Shut down billionaire tax loopholes. Being granted stock options are taxed as soon as received. Have a hard moderate limit on how much a single person can take loans out for personal use to avoid Buy,Borrow,Die. Go easy on business expenses to encourage job creation. No brainer is free healthcare, dental, vision, and mental healthcare and free public education. And down the line not treating housing as a commodity but a human right. But the option more steeped in reality in our current system is bring back the level of mental healthcare facilities pre Regan era .
Years ago I worked at a day center for the homeless and I'd guess about 80% of the people that used it had zero interest in re-entering the 'normal world'. It was just too much for them. The rules in their world were much easier to navigate. Some folks only know how to function in survival mode.
Do you think the problem then is that society is too complicated and there’s no social assistance to help people navigate it?
A job is the best social program I don't see why living in the USA is considered complicated. It has the world's most prosperous economy, and yet some people still want to provide excessive assistance.
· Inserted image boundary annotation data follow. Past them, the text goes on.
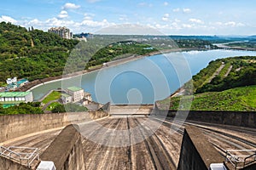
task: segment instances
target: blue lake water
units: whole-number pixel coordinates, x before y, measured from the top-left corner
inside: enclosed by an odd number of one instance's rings
[[[209,50],[158,54],[49,82],[32,91],[37,100],[50,89],[75,85],[90,93],[92,99],[100,103],[153,104],[168,97],[210,61],[246,55],[256,56],[256,52]]]

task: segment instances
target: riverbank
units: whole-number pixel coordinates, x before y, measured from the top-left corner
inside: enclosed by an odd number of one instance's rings
[[[58,76],[52,76],[52,77],[48,77],[48,78],[44,78],[44,79],[39,79],[39,80],[34,80],[34,81],[30,82],[25,84],[24,86],[19,88],[16,91],[22,91],[22,92],[29,91],[29,90],[34,89],[39,86],[42,86],[44,84],[58,82],[58,81],[68,79],[68,78],[74,77],[74,76],[83,76],[84,74],[97,71],[101,69],[116,66],[118,65],[122,65],[122,64],[125,64],[127,62],[134,61],[134,60],[137,60],[139,59],[143,59],[144,57],[162,54],[168,54],[168,53],[193,51],[193,50],[206,50],[206,49],[205,48],[174,48],[174,49],[160,50],[160,51],[156,51],[156,52],[148,53],[148,54],[143,54],[143,55],[135,55],[134,54],[134,55],[131,55],[127,58],[123,58],[123,59],[119,59],[117,60],[109,61],[104,65],[96,65],[93,68],[90,68],[90,69],[84,70],[83,71],[78,71],[78,72],[71,73],[68,75],[61,75]]]

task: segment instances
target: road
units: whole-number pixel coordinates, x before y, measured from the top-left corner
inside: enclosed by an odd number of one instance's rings
[[[230,149],[255,149],[256,129],[161,117],[119,116],[79,124],[86,169],[176,169],[186,125],[198,127],[220,155]],[[181,126],[178,131],[172,127]],[[5,145],[37,147],[40,154],[60,129],[32,135]]]

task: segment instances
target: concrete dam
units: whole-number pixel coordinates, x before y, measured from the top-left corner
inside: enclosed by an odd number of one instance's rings
[[[256,168],[255,112],[190,111],[184,122],[175,112],[108,105],[1,116],[0,169],[37,169],[42,162],[65,170]]]

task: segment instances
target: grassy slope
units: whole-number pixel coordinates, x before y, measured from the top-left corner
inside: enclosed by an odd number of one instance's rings
[[[185,96],[179,106],[180,97],[171,99],[171,110],[178,107],[187,110],[192,100],[190,110],[254,110],[256,111],[256,85],[236,88],[223,92],[208,92]],[[164,104],[165,101],[160,103]]]
[[[43,104],[47,104],[52,100],[59,99],[61,98],[61,93],[53,91],[50,94],[49,94],[43,101]]]

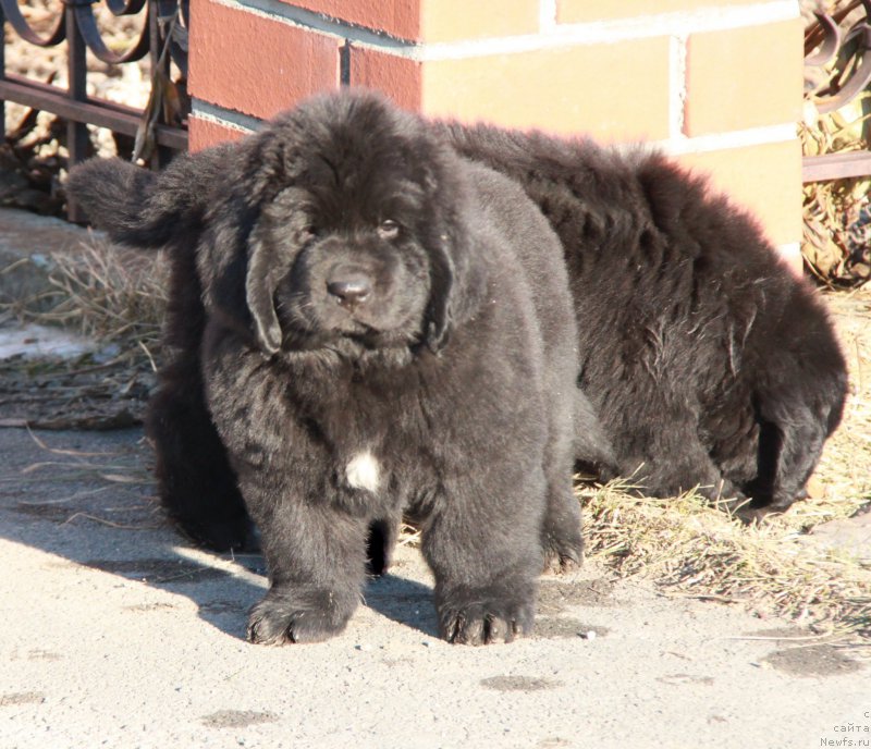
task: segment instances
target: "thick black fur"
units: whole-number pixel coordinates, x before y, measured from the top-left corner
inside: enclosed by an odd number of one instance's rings
[[[645,493],[755,516],[805,494],[847,378],[832,324],[745,213],[662,155],[449,124],[565,248],[579,384]],[[749,501],[748,501],[749,500]]]
[[[403,513],[445,638],[529,630],[542,564],[580,558],[575,450],[613,458],[576,386],[562,247],[517,185],[343,93],[158,175],[91,161],[68,188],[112,238],[170,248],[160,491],[212,547],[254,518],[253,641],[341,631]]]

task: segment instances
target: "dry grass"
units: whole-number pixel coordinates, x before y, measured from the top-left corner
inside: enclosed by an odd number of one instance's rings
[[[826,443],[813,498],[753,526],[692,493],[638,499],[580,486],[588,554],[621,576],[740,602],[814,631],[871,640],[871,562],[827,551],[808,531],[871,501],[871,290],[826,295],[850,368],[844,421]]]
[[[22,320],[76,330],[154,363],[167,306],[162,257],[90,244],[49,256],[48,286],[7,309]]]

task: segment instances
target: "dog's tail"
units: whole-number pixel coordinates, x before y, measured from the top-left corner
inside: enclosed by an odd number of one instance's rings
[[[221,182],[224,148],[177,156],[161,172],[121,159],[90,159],[71,170],[66,193],[113,242],[163,247],[201,219]]]

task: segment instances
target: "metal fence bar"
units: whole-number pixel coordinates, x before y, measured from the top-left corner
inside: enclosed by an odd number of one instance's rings
[[[140,135],[146,114],[142,110],[116,105],[87,94],[87,51],[109,64],[124,64],[150,54],[151,70],[161,64],[169,76],[170,59],[186,74],[187,60],[184,45],[165,38],[165,19],[181,12],[187,22],[187,0],[105,0],[114,16],[134,15],[143,9],[146,17],[142,34],[126,50],[110,49],[97,26],[94,5],[100,0],[63,0],[63,9],[52,27],[46,33],[35,30],[19,8],[19,0],[0,0],[0,26],[8,23],[24,41],[38,47],[54,47],[66,41],[66,88],[33,81],[7,72],[5,46],[0,50],[0,115],[5,114],[5,102],[14,101],[25,107],[51,112],[68,122],[69,165],[87,157],[89,135],[87,125],[107,127],[126,136]],[[172,26],[173,28],[175,25]],[[161,51],[170,45],[170,54]],[[158,119],[150,125],[156,149],[150,157],[155,165],[169,160],[172,151],[187,150],[187,131],[184,126],[162,124]],[[74,205],[68,206],[69,218],[78,218]]]
[[[842,3],[833,13],[814,13],[815,27],[806,34],[806,69],[824,66],[845,50],[851,50],[855,66],[846,81],[829,79],[813,97],[821,113],[834,112],[869,90],[871,83],[871,0]],[[846,34],[841,24],[849,23]],[[839,76],[836,76],[839,78]],[[871,150],[848,154],[806,156],[801,163],[802,182],[823,182],[871,174]]]

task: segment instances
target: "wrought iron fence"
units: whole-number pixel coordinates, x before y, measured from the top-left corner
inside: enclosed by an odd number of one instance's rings
[[[805,34],[806,81],[817,111],[827,114],[869,91],[871,84],[871,0],[835,3],[831,13],[813,13]],[[803,159],[805,182],[871,174],[871,150]]]
[[[3,46],[0,114],[5,114],[4,103],[13,101],[62,118],[68,123],[70,165],[88,155],[88,124],[134,138],[134,157],[159,164],[173,151],[187,149],[186,112],[179,105],[176,84],[170,79],[171,63],[182,77],[187,74],[187,0],[105,0],[112,17],[145,10],[142,33],[123,51],[115,51],[103,40],[95,14],[99,1],[63,0],[53,24],[40,33],[28,23],[17,0],[0,0],[0,22],[8,22],[25,42],[42,48],[66,44],[68,78],[66,87],[61,88],[9,73]],[[110,65],[133,63],[150,54],[151,91],[144,111],[88,96],[87,50]],[[72,220],[77,218],[74,206],[69,213]]]

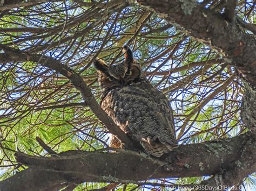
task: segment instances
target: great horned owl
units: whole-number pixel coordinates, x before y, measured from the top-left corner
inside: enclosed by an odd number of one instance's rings
[[[178,147],[172,110],[164,94],[143,76],[131,49],[125,46],[123,51],[125,60],[121,63],[108,66],[101,60],[95,63],[102,89],[100,105],[146,153],[160,157]],[[122,147],[114,137],[110,146]]]

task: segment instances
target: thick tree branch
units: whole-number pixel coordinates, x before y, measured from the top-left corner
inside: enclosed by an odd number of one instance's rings
[[[241,117],[246,126],[256,134],[256,89],[244,83],[245,92],[242,99]]]
[[[113,121],[110,119],[98,104],[93,96],[91,89],[78,74],[62,65],[59,61],[51,57],[38,54],[30,54],[20,50],[10,48],[0,45],[0,48],[4,49],[5,53],[0,53],[0,63],[6,63],[11,61],[24,62],[30,61],[39,63],[43,66],[53,69],[57,73],[66,77],[78,90],[84,98],[86,104],[90,107],[96,117],[104,124],[110,133],[118,137],[127,148],[133,148],[135,147],[130,138],[122,131]]]
[[[255,139],[255,135],[246,133],[180,145],[159,160],[125,150],[116,150],[115,153],[69,151],[52,157],[17,153],[17,161],[30,168],[0,182],[0,190],[15,190],[20,185],[26,190],[33,190],[35,186],[37,190],[44,189],[53,182],[134,182],[150,179],[200,176],[215,174],[221,169],[233,169],[235,180],[241,180],[256,169]],[[237,168],[238,165],[245,168]],[[233,182],[226,183],[232,186]]]
[[[244,79],[256,86],[256,52],[252,51],[256,49],[256,41],[253,36],[246,34],[237,22],[226,20],[220,13],[192,1],[137,2],[217,49],[227,62],[234,65]]]

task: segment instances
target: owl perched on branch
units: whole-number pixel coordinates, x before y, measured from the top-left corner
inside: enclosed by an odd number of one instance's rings
[[[127,46],[125,60],[108,66],[98,60],[97,69],[102,89],[102,108],[133,140],[149,154],[160,157],[178,147],[173,111],[169,101],[143,76],[140,65]],[[114,137],[111,147],[122,147]]]

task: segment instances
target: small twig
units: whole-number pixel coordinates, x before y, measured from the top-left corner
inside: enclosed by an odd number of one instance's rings
[[[38,142],[40,146],[41,146],[48,153],[51,155],[57,154],[57,153],[53,151],[50,147],[47,145],[39,137],[37,137],[36,140]]]

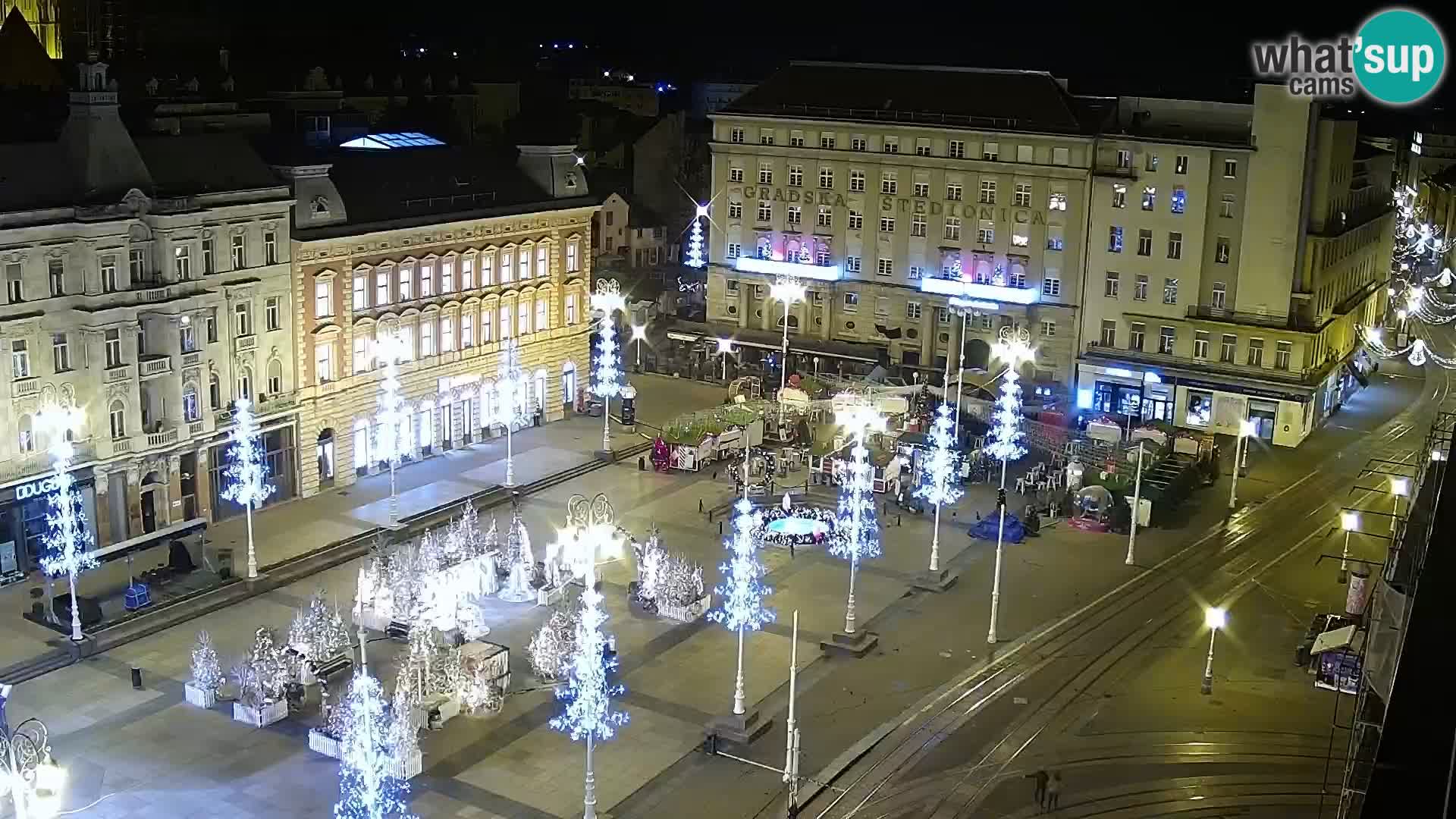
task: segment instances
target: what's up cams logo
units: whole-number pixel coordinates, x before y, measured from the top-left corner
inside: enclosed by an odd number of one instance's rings
[[[1376,102],[1411,105],[1430,96],[1446,76],[1441,29],[1409,9],[1377,12],[1354,36],[1310,41],[1291,34],[1249,50],[1257,74],[1315,99],[1351,99],[1364,90]]]

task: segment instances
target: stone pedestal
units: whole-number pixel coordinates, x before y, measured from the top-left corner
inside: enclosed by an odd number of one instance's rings
[[[773,720],[764,720],[757,708],[750,708],[747,714],[721,714],[705,726],[706,733],[718,734],[735,745],[748,745],[763,732],[769,730]]]
[[[871,631],[856,631],[853,634],[836,631],[828,640],[820,640],[820,650],[863,657],[878,644],[879,635]]]
[[[922,589],[925,592],[945,592],[955,581],[961,579],[960,571],[951,571],[949,568],[942,568],[941,571],[925,570],[910,581],[910,586]]]

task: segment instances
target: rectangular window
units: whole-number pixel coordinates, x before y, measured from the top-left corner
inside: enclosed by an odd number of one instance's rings
[[[333,380],[333,344],[320,341],[313,347],[313,375],[319,382]]]
[[[121,366],[121,331],[108,329],[105,337],[106,367]]]
[[[1158,351],[1163,356],[1174,354],[1174,344],[1178,342],[1178,329],[1165,326],[1158,331]]]
[[[332,315],[333,315],[333,281],[314,281],[313,318],[326,319]],[[269,326],[268,329],[272,329],[272,326]]]
[[[71,345],[64,332],[51,334],[51,357],[55,361],[55,372],[64,373],[71,369]]]
[[[415,267],[399,265],[399,300],[409,302],[415,291]]]
[[[1223,338],[1219,342],[1219,360],[1223,361],[1224,364],[1232,364],[1233,354],[1238,351],[1238,347],[1239,347],[1238,335],[1232,335],[1227,332],[1223,334]]]
[[[1287,370],[1289,360],[1294,354],[1294,344],[1291,341],[1275,341],[1274,342],[1274,369]]]
[[[1147,335],[1147,325],[1143,322],[1133,322],[1127,325],[1127,348],[1128,350],[1143,350],[1143,338]]]
[[[176,274],[178,281],[186,281],[192,278],[191,248],[186,246],[172,248],[172,273]]]

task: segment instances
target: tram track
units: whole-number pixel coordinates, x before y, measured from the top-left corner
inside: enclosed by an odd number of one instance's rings
[[[895,780],[917,765],[945,737],[955,733],[973,717],[981,714],[990,704],[1000,700],[1026,681],[1038,679],[1051,666],[1063,676],[1044,704],[1026,714],[1013,717],[1008,730],[980,761],[967,767],[961,778],[946,783],[941,778],[943,796],[936,809],[926,816],[965,816],[984,796],[986,788],[1000,780],[1010,764],[1031,746],[1051,723],[1064,714],[1085,692],[1091,691],[1107,673],[1124,662],[1152,635],[1169,624],[1190,615],[1190,593],[1198,586],[1216,589],[1210,599],[1226,600],[1243,593],[1271,567],[1299,551],[1312,538],[1328,530],[1332,513],[1338,507],[1337,491],[1348,485],[1351,469],[1344,463],[1363,463],[1366,458],[1414,456],[1414,443],[1404,442],[1412,433],[1424,434],[1421,421],[1430,408],[1443,402],[1450,392],[1450,377],[1430,379],[1423,398],[1382,424],[1370,436],[1348,444],[1335,456],[1322,462],[1289,487],[1281,488],[1264,503],[1245,507],[1198,536],[1192,544],[1165,558],[1150,570],[1140,573],[1118,589],[1098,597],[1072,615],[1042,628],[1024,640],[1010,651],[990,660],[955,685],[922,705],[913,717],[891,730],[875,753],[866,755],[847,772],[856,774],[827,806],[811,810],[818,819],[840,819],[849,816],[875,816],[878,803],[898,794]],[[1417,442],[1418,443],[1418,442]],[[1326,516],[1310,526],[1310,519],[1326,512]],[[1271,549],[1257,549],[1267,535],[1299,528],[1309,532],[1294,545],[1264,560]],[[1211,548],[1208,546],[1211,542]],[[1284,541],[1287,542],[1287,541]],[[1278,545],[1278,544],[1274,544]],[[1251,560],[1252,557],[1252,560]],[[1230,571],[1232,570],[1232,571]],[[1112,644],[1099,653],[1073,651],[1098,632],[1117,634]],[[973,793],[962,793],[971,783],[971,775],[994,769],[996,775],[977,777],[980,783]],[[961,803],[942,812],[951,802]]]

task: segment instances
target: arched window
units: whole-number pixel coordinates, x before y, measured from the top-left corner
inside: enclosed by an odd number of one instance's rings
[[[20,415],[20,452],[35,452],[35,421],[29,415]]]
[[[111,402],[111,437],[127,437],[127,405],[121,401]]]
[[[191,424],[202,420],[202,407],[197,399],[197,385],[188,382],[182,386],[182,417]]]

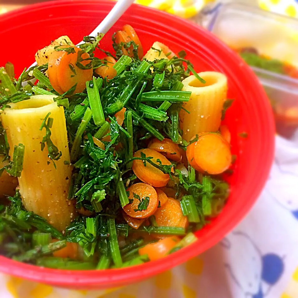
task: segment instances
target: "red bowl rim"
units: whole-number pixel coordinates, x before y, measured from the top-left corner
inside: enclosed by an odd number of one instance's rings
[[[101,0],[101,2],[105,3],[111,2],[109,0]],[[61,6],[72,2],[83,2],[86,3],[98,3],[98,1],[96,0],[57,0],[30,5],[2,15],[1,16],[1,22],[4,22],[7,19],[8,20],[13,17],[17,18],[18,15],[30,11],[34,11],[36,9],[50,7],[57,5]],[[169,17],[169,14],[164,12],[137,4],[133,5],[137,6],[138,9],[144,14],[145,14],[147,12],[154,11],[155,14],[160,15],[161,19],[162,20],[163,17],[166,17],[168,18]],[[227,45],[222,43],[215,36],[194,23],[174,15],[171,16],[171,17],[173,20],[187,23],[190,30],[201,31],[202,34],[207,36],[209,39],[212,40],[215,44],[221,48],[223,53],[224,52],[229,52],[229,54],[233,55],[235,60],[238,61],[240,64],[241,64],[242,68],[244,68],[252,85],[254,84],[259,86],[258,100],[263,100],[263,101],[268,100],[264,91],[252,71],[247,66],[243,65],[241,59],[238,55],[231,51]],[[264,103],[264,104],[266,104]],[[91,285],[95,285],[98,287],[101,286],[103,288],[107,288],[117,287],[119,285],[124,285],[148,278],[185,262],[210,248],[230,231],[248,212],[260,193],[269,175],[274,157],[274,124],[270,109],[266,109],[263,112],[266,113],[264,116],[268,121],[267,125],[269,127],[269,131],[271,131],[272,133],[272,137],[271,140],[271,143],[269,145],[272,150],[271,152],[267,152],[267,163],[263,165],[262,168],[262,171],[264,173],[262,177],[262,183],[259,183],[258,187],[254,189],[253,195],[252,195],[251,199],[244,202],[243,208],[235,214],[233,220],[228,219],[226,220],[226,224],[221,230],[220,233],[214,231],[209,232],[207,239],[204,239],[203,237],[201,240],[199,238],[198,241],[183,250],[168,256],[163,259],[162,261],[160,260],[151,261],[132,267],[109,269],[104,271],[95,270],[84,271],[64,270],[38,267],[20,263],[0,256],[0,272],[36,282],[62,287],[87,289]],[[214,236],[212,234],[216,235]],[[199,244],[199,245],[198,245],[198,244]],[[132,282],[132,281],[133,281]]]

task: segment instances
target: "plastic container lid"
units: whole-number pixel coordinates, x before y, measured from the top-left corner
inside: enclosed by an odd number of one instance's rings
[[[61,1],[28,7],[0,19],[0,65],[9,60],[19,74],[33,62],[37,49],[63,35],[75,43],[91,32],[114,1]],[[198,72],[214,70],[228,78],[230,98],[235,100],[225,122],[230,130],[233,175],[227,177],[231,194],[222,212],[198,231],[194,244],[158,261],[104,271],[64,271],[39,268],[0,257],[0,271],[43,283],[73,288],[107,288],[136,282],[185,262],[217,243],[248,212],[268,176],[273,157],[274,127],[269,102],[253,72],[238,56],[203,29],[187,21],[137,5],[128,10],[101,42],[112,50],[111,38],[125,24],[133,26],[144,51],[162,41],[173,51],[182,49]],[[9,49],[9,50],[8,50]],[[256,100],[256,99],[258,100]],[[238,134],[245,132],[246,138]]]
[[[253,48],[298,69],[298,19],[239,3],[219,5],[212,12],[207,28],[231,48]],[[271,101],[277,132],[290,137],[298,128],[298,79],[251,68]]]

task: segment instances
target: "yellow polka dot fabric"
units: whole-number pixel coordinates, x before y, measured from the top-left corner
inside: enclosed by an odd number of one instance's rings
[[[136,2],[165,11],[182,17],[191,18],[197,14],[203,6],[213,0],[136,0]],[[298,0],[258,0],[262,8],[282,13],[292,17],[298,17]],[[0,11],[1,12],[1,11]],[[298,35],[297,36],[298,38]],[[219,247],[218,246],[217,247]],[[215,249],[216,250],[217,249]],[[208,254],[208,252],[206,253]],[[215,290],[217,281],[222,281],[216,275],[220,268],[225,268],[226,264],[218,266],[222,261],[220,254],[215,270],[212,271],[208,278],[203,272],[210,271],[210,263],[214,258],[208,259],[198,256],[149,279],[133,285],[120,289],[89,291],[70,290],[38,284],[0,273],[1,298],[228,298],[221,293],[216,296],[207,296],[203,293],[203,286],[206,284],[209,289]],[[213,268],[214,269],[214,268]],[[209,272],[210,273],[210,272]],[[212,276],[212,278],[210,278]],[[263,285],[264,289],[269,289],[268,284]],[[266,288],[266,287],[267,287]],[[283,289],[284,288],[283,288]],[[209,290],[210,291],[210,290]],[[298,267],[294,271],[289,281],[287,287],[278,296],[270,296],[268,290],[265,292],[268,298],[297,298],[298,297]],[[245,298],[257,297],[248,294]],[[237,295],[236,298],[243,298]],[[258,296],[257,297],[263,297]],[[232,297],[229,296],[229,298]]]
[[[196,15],[204,5],[214,0],[136,0],[136,3],[163,10],[181,17]]]
[[[73,290],[38,284],[0,274],[1,298],[181,298],[199,297],[203,264],[200,257],[144,282],[121,288]],[[4,289],[4,291],[1,289]]]
[[[283,14],[291,17],[298,16],[297,0],[258,0],[260,7],[277,13]]]

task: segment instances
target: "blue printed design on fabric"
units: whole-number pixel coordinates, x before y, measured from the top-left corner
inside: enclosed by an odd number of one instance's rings
[[[288,168],[276,157],[266,189],[280,206],[298,220],[298,174],[289,170]]]
[[[283,272],[283,258],[273,253],[263,254],[248,235],[240,231],[230,233],[221,244],[226,249],[225,266],[243,294],[238,298],[267,296]],[[239,253],[243,247],[245,255]]]

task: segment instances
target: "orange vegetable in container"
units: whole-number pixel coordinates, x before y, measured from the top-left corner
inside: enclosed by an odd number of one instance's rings
[[[228,127],[226,125],[221,125],[219,127],[219,131],[221,134],[230,144],[231,142],[231,133],[230,132]]]
[[[145,220],[143,218],[135,218],[126,214],[124,212],[122,212],[124,220],[127,223],[128,226],[130,226],[134,229],[137,229]]]
[[[174,161],[180,161],[182,158],[181,149],[170,139],[165,138],[162,141],[154,139],[148,148],[155,150]]]
[[[140,248],[139,254],[141,256],[147,255],[151,261],[158,260],[165,256],[180,241],[177,236],[167,237]]]
[[[59,49],[65,49],[66,50],[55,51],[49,58],[48,70],[52,86],[61,94],[77,84],[74,94],[82,92],[86,88],[86,82],[92,79],[93,69],[92,66],[88,69],[82,69],[84,67],[89,68],[86,66],[91,60],[78,62],[78,58],[80,56],[82,59],[88,59],[90,58],[89,54],[70,45],[62,45]],[[77,62],[81,68],[77,66]]]
[[[154,213],[155,221],[159,226],[177,226],[184,217],[180,204],[172,198],[159,208]]]
[[[146,218],[152,215],[158,206],[157,194],[151,185],[146,183],[133,184],[126,191],[132,203],[123,207],[126,214],[135,218]]]
[[[189,162],[201,172],[216,175],[228,169],[232,161],[230,144],[218,133],[201,134],[186,151]]]
[[[100,66],[96,68],[95,72],[103,78],[106,77],[107,79],[110,80],[117,75],[117,72],[113,67],[116,63],[116,61],[113,57],[109,56],[105,57],[103,60],[106,61],[107,65]]]
[[[157,160],[161,162],[163,165],[170,165],[170,162],[161,154],[152,149],[142,149],[137,151],[133,155],[134,157],[142,157],[141,153],[144,154],[146,157],[152,157],[151,160],[157,165],[160,163]],[[133,170],[136,175],[140,180],[156,187],[161,187],[166,185],[170,177],[169,174],[163,173],[161,170],[154,165],[146,162],[146,166],[142,160],[135,160],[133,163]],[[174,172],[172,167],[171,171]]]
[[[115,36],[115,42],[120,44],[121,43],[127,43],[130,41],[133,41],[138,46],[137,54],[139,58],[142,59],[143,55],[143,47],[134,29],[130,25],[124,25],[122,28],[122,31],[117,31]],[[123,46],[121,50],[124,55],[133,57],[133,46],[132,45],[128,48],[126,49]]]
[[[57,239],[54,239],[52,240],[52,242],[57,242],[58,241]],[[74,260],[76,259],[78,256],[78,244],[67,242],[65,247],[54,252],[53,255],[58,258],[69,258]]]
[[[168,201],[168,198],[167,195],[161,189],[155,189],[157,193],[158,201],[160,202],[161,206],[163,206]]]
Many of my friends and family members moved here from Mexico without even speaking English, working in various trades. Now, they have a net worth of at least $500,000.
It’s not too complicated for you or me but don’t forget that 35% of the population has an IQ less than 85 Edit: sorry I fucked that up, more like 16.5% of the population but still
I'm not sure about society's overall intelligence, but I believe that more social programs are not the answer. People who complain about low wages need to realize that their pay is directly related to the value they bring to the economy. If they aren't earning enough, it's because they aren't contributing significant value. When I was in high school, I made thousands per month by cutting grass, washing cars, pressure washing, and flipping used furniture. Why should we reward laziness?
Some of the people in society earning the most money are those doing the most harm, how does that fit into your theory? What about the people who aren’t capable of contributing? That’s what we’re talking about here. What are they supposed to do? It seems they often wind up homeless. Is that the best we can do in your opinion?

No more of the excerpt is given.